Going live next month, Coinfloor, the longest-running crypto exchange in the U.K., is providing an “Auto Buy” service aimed at bitcoin newbies and hodlers alike, as opposed to sophisticated trading types.
It’s all part of Coinfloor’s “no BS” approach to crypto, said CEO Obi Nwosu, who wants to educate new users, as well as offer full transparency in the form of monthly proof-of-custody audits of all the coins held on the platform.
“There are maybe 5 percent of people who are either trading professionals or who like to speculate – for them high volatility trading is fine. But we want to make the exchange for the other 95 percent who don’t want their currency to be volatile. Our idea is to try and make buying bitcoins boring,” said Nwosu.
Coinfloor’s Auto Buy uses dollar-cost averaging so that users who might be queasy about bitcoin volatility can buy small amounts on a regular basis over the long term. These purchases once set up are done via bank transfer using the U.K.’s Faster Payments system.
Nwosu said it comes down to advising people to start with amounts as little as £10 ($13) per week “buying bitcoin regularly in the background at an amount that’s very comfortable for them”.

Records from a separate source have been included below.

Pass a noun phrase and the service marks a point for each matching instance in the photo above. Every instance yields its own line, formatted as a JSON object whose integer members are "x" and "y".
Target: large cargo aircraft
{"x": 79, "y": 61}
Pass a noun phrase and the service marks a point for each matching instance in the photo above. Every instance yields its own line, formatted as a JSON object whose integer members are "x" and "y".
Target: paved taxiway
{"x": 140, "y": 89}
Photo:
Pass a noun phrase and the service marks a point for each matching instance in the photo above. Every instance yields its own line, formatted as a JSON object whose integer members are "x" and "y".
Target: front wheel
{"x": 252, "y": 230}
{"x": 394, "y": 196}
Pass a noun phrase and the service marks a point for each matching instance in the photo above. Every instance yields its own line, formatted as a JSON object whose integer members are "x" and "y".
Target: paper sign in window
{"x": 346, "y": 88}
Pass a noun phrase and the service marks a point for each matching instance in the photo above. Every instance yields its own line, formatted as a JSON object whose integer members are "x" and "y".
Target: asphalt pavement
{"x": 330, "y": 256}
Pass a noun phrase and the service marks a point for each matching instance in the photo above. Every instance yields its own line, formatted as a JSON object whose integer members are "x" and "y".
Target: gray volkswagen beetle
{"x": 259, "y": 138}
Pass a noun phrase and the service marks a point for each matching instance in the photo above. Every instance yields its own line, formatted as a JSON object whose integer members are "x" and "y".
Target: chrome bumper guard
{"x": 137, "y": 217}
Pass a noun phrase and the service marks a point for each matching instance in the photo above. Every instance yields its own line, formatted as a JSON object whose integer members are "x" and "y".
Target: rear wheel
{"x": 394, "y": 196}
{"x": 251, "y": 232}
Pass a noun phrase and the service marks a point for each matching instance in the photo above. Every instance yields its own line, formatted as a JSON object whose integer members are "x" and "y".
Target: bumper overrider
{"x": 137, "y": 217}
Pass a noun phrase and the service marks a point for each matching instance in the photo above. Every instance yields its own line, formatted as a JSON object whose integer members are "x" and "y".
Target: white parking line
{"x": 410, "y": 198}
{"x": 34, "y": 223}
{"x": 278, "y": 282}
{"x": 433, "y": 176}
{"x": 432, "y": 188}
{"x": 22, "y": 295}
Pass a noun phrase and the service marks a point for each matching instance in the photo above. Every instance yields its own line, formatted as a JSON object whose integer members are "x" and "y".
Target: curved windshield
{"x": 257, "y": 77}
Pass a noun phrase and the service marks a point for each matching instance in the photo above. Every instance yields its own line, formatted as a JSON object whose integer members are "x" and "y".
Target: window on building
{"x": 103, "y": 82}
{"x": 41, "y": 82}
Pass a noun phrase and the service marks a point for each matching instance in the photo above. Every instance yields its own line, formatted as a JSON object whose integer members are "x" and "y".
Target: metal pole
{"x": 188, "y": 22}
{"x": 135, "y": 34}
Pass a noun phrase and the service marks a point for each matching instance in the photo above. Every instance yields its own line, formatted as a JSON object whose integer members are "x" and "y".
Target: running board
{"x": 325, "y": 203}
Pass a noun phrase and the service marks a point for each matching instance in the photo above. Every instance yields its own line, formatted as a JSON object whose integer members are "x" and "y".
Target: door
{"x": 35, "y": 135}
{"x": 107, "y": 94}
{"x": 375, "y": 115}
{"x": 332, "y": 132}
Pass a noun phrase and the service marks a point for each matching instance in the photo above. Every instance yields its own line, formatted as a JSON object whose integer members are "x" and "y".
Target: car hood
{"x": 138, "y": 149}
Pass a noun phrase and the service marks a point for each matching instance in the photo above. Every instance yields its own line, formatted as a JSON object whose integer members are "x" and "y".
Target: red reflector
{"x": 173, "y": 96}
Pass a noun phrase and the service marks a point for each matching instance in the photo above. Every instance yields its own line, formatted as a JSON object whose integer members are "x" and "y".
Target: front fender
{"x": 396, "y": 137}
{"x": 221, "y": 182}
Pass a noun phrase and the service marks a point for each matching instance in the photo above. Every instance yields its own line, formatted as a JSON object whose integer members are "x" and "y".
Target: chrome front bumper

“If you are going to do it, you are going to want to do it with an asset that has the longest track record of growth and the highest likelihood of growth in the future, and that’s bitcoin,” said Nwosu.
Coinfloor is proud of its bitcoin audit service which the exchange has been releasing every month for some six years now. It consists of a time-stamped and transparent list of all the balances being held for pseudonymous customers.
A number of large crypto exchanges agreed to provide crypto solvency audits following the notorious collapse of the Mt. Gox exchange, but none of them kept to it, Nwosu said.
Pointing to this week’s FCoin debacle, Nwosu asked why exchanges are not providing proof of custody.
“It was insolvent. Maybe for over a year. Bitcoin audits would have solved this,” he said.